When Walking Your Dog Puts Your Life at Risk

We live on a busy street in LA, there’s a cross walk that is directly across the street from the balcony that I can see as I type this. I wouldn’t say it’s uncommon for a car not to see a pedestrian as it comes around a blind corner and have to stop abruptly or not stop at all as it completely ignores a pedestrian trying to cross.
Yesterday morning, I was startled by a shriek that I won’t soon forget. In fact in my life I’ve only heard one ‘shriek’ worse than that, that I’ll never forget. The sound of someone that feels their life is in immediate danger is something extra-ordinary (not extraordinary in a good way). It’s disturbing to say the least. And I’m not able to call it a scream because a scream doesn’t come close to a shriek.
As I look up across the road towards the shriek, a car is inches from a lady in a bright pink jacket and her 2 medium to large sized fluffy dogs. The car clearly slammed on his breaks, she shrieked and he was so close she actually smacked her hand in fear on the top of his hood.
She walked closer to the curb, pointed her finger in confusion and anger, and he is embarrassingly trying to apologize through hand gestures which is all I can see from the balcony.
Shortly after the car drives away, she takes a few more steps as she reaches the sidewalk and slowly collapses to her knees before she breaks down in sobbing tears on the concrete.
She tries to console her dogs who are likely confused at everything that is going on. Then manages to pull herself up to a seated position clearly distraught.
I walked down stairs, ran across a busy street filled with morning rush hour traffic to see if I can help. ‘Excuse me’ I say loudly, as I approach her, so I do not startle her anymore, having no idea what I’m going to say. I told her I saw what happened, and I asked if it was okay if I sit with her.
Clearly shaken up she agrees as she wipes tears from her face. I try to be as consoling as a stranger can be to someone that had their life flash before their eyes. She tried to call her husband but he was busy. She tried to call her daughters but they didn’t answer.
So in that moment I was her family, in that instant a perfect stranger would be there when no one else was.
I tried to make conversation as best as possible, talked about the situation, how she was doing, ‘a panic attack is all she can explain’. We talked about her dogs and her job and anything to take her mind off what just shook her mind and body to her core.
You know what startled me the most, it wasn’t the shriek, it wasn’t the immediate danger, it was when she told me the person was texting right before he slammed on his breaks. And now even a day later as I write this anger creeps into my emotions as it does it’s best to take over.
It’s not that they didn’t see her, it’s not that they were in a hurry, it’s not that she popped up out of nowhere. It was someone that was so mindless, so careless, so selfish that they couldn’t wait to answer a text until they stopped their moving vehicle.
The thing is, this happens ALL THE TIME. And I don’t know what it’s going to take for people to understand how incredibly dangerous it is to use phones in the car.
This kind lady is someone’s mother, aunt, sister and maybe if not now a grandmother hopefully later, who’s life was put into jeopardy because of a mindless act that could have easily been prevented.
So now this lady’s life will be turned upside down for at least a week.

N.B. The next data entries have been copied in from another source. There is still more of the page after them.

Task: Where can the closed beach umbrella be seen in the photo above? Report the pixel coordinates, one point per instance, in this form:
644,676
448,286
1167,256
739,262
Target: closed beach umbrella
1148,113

I was recently nearly hit in a crosswalk a couple months ago which I wrote about. That car didn’t come as close to me as this one did to her and that shook me up for awhile.
I didn’t feel comfortable crossing the street at all in any way for a couple weeks. Now what will she think when she takes her dogs out for a walk, or how long until she does again?
After about a 15-20 min conversation she told me she didn’t live far and that she thinks she’s ready to start walking. I asked if she wanted a ride, and she gratefully declined as she only lives a few blocks away.
I reach out to shake her hand and wish her well and she asked if she could hug me. We weren’t strangers anymore, but two human beings sharing compassion in an instant where that’s all that could be shared. We were friends that embraced not in an awkward hug but a warm squeeze, in her warm pink jacket that I won’t soon forget.
As she walked away she said, “thank you so much for coming down here and talking to me, please know that you made a difference today, and that you made the world a better place”.
A simple kind act, a gesture of decency and compassion is free and we all have it to give. I know some people thought we were crazy when we welcomed a homeless man into our home for a night of shelter; I know many of us walk on when others need a helping hand (as I have myself), but all it takes is a small act of kindness to make this world a better place.
And if I did make this world a better place at least to one person simply trying to get home, I want to try just a little more. Today in this write up. I ask you to think of your mom, aunt, grandmother, mother or father. Think of anyone that is simply trying to enjoy a walk, get home to their family, which includes other drivers on the roads trying to get to their destination.
Please stop texting while you drive. You’re putting not just your life in danger but everyone else on the road as well.